2020.05.20郷土誌から読み解く地域歴史情報
石狩最新のニュータウン『緑苑台』の今と昔 ~歴史編~
さて、前回は石狩のニュータウンである『緑苑台』の現在の姿について、航空写真だけではなく、空撮写真や地上写真を交えて紹介しました。
石狩市内でより以前から開発されて来た『新札幌団地』や『花畔団地』と比較して、『ボンエルフ』と呼ばれる蛇行道路などの街並みや、より札幌市域との距離が近いという特徴があります。
さて、三菱地所と住友不動産が開発をする以前、緑苑台エリアはどのような姿だったのでしょうか。
明治期の緑苑台の姿を見てみましょう。
明治29年測量・明治42年部分修正の大日本帝国陸地測量部発行地形図です。
私の文書の中では頻出の資料ですね。札幌・小樽・函館の三都市を除いては、北海道の多くのエリアで最古のきちんとした測量に基づいた地図です。
あたり一帯は原生林と笹薮であったようで、既に石狩街道は通っており、札幌市側では川の周辺に人家はぽつぽつと見えるものの、緑苑台側に建物は見当たりません。

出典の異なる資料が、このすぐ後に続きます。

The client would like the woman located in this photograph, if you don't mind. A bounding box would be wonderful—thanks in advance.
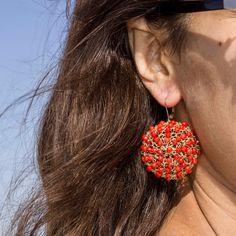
[5,0,236,236]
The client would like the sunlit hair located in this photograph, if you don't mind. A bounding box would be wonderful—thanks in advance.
[2,0,191,236]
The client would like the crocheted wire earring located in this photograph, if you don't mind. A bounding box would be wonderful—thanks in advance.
[140,107,201,181]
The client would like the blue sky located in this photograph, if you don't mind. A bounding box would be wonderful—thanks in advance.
[0,0,68,229]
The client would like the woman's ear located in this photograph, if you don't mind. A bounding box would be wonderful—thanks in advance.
[127,18,181,107]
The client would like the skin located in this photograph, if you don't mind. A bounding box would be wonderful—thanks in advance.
[127,10,236,236]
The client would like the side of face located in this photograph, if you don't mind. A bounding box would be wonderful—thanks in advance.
[128,10,236,188]
[175,10,236,189]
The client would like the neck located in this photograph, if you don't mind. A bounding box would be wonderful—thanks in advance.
[158,155,236,236]
[191,155,236,235]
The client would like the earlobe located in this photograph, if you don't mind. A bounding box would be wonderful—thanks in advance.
[127,19,181,107]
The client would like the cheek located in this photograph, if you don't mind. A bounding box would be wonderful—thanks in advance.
[179,44,236,185]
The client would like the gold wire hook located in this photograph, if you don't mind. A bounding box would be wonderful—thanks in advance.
[165,99,175,120]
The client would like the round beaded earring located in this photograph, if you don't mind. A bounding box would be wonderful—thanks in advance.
[140,107,201,181]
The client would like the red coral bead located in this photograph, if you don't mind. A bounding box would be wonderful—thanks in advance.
[151,132,157,138]
[176,147,181,153]
[181,146,187,152]
[172,139,177,145]
[188,156,193,161]
[166,132,170,138]
[186,148,192,155]
[181,162,187,168]
[175,166,181,172]
[174,155,180,161]
[146,165,152,172]
[165,138,170,143]
[141,145,148,152]
[153,137,160,143]
[157,127,162,133]
[167,163,172,169]
[176,172,182,179]
[156,171,162,178]
[176,136,181,142]
[158,150,163,155]
[185,131,192,137]
[174,127,180,133]
[149,126,155,132]
[157,141,162,147]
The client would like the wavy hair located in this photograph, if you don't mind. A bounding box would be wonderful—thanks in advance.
[3,0,192,236]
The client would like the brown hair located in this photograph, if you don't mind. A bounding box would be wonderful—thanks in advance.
[2,0,191,236]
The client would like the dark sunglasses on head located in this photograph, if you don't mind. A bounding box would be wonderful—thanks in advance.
[157,0,236,13]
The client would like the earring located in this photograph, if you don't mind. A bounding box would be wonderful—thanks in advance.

石狩市と札幌市の間に流れる川は現在『発寒川』ですが、地図上では『茨戸川』と記載されています。この頃はまだ河川の範囲が明確ではなかったようです。
現在は河川改修によって河川が直線化していますが、自治体の境界線は当時の蛇行した川に沿ったままとなっており、川を越境した飛び地が存在してしまっています。
紫色の点線が札幌市と石狩市の境界線です。当時の川筋に沿っていることが分かりますね。
発寒川の北側に札幌市の飛び地が、南側に石狩市の飛び地が存在していますね。
両方の市街が飛び地の周辺まで広がった際には、割譲などの行政手続きを行って直線化するのでしょうが、現在のところ河川敷の原野として利用されておらず混乱が生じていないのでそのままとなっているのでしょう。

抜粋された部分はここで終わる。